/Reward-Learning-with-Intractable-Normalizers

Public Repository for Open Source implementation of algorithms for Reward Learning with Intractable Normalizing Functions

Primary LanguagePython

Reward Learning with Intractable Normalizing Functions

This is a repository for our paper, "Reward Learning with Intractable Normalizing Functions". We include:

  • Implementation of a basic environment showcasing all normalizers mentioned in the paper for test and comparison of normalizer performance under different sampling conditions.
  • Implementation of a second basic 2D exploration environment showcasing all normalizers mentioned in the paper for alternate state-space Q-function implementation.
  • Implementation of a Panda Robot environment showcasing all normalizers mentioned in the paper for test and comparison of normalizer performance under different sampling conditions in a comparable setting to User Study Setting.
  • Showcase of the wider implementation used within the real-world user study for the Franka Panda robot.

Requirements

Requirements are listed in requirements.txt:

  • python3
  • numpy $\ge$ 1.24.2
  • pybullet $\ge$ 3.5.2
  • scipy $\ge$ 1.8.0

Requirements can be installed using pip:

pip install -r requirements.txt

Instructions - Working Example

To run a demonstration of the normalizer runs, run python main.py. The initial settings define an initial 1000-run test summing the total error for each normalizer approximation of theta.

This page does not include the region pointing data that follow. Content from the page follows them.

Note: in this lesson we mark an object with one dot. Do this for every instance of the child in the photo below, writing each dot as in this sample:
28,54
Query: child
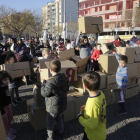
84,48
55,92
46,53
10,58
58,50
94,118
122,79
95,56
5,105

You can also provide arguments to adjust the run parameters of the code:

--runs: changes the number of runs that the errors are summed over. Default is 1000

--outer: changes the number of outer sample loops are used to sample for different beliefs for an ideal human action. Default is 1000

--inner: changes the number of inner sample loops are used to find the normalizers for each approach. Default is 50

Instructions - Working Example 2

To run a demonstration of the normalizer runs, run python main.py (for the regular version) or 'python main_alt.py' (for the q function version). The initial settings define an initial 1000-run test summing the total error for each normalizer approximation of theta.

You can also provide arguments to adjust the run parameters of the code:

--runs: changes the number of runs that the errors are summed over. Default is 1000

--outer: changes the number of outer sample loops are used to sample for different beliefs for an ideal human action. Default is 1000

--inner: changes the number of inner sample loops are used to find the normalizers for each approach. Default is 50

Instructions - Panda_Sims

To run a demonstration of the normalizer runs, run python main.py. The initial settings define an initial 100-run test summing the total error for each normalizer approximation of theta. If you want a graphical representation of the error and regret metrics afterward, run 'python plotter.py'.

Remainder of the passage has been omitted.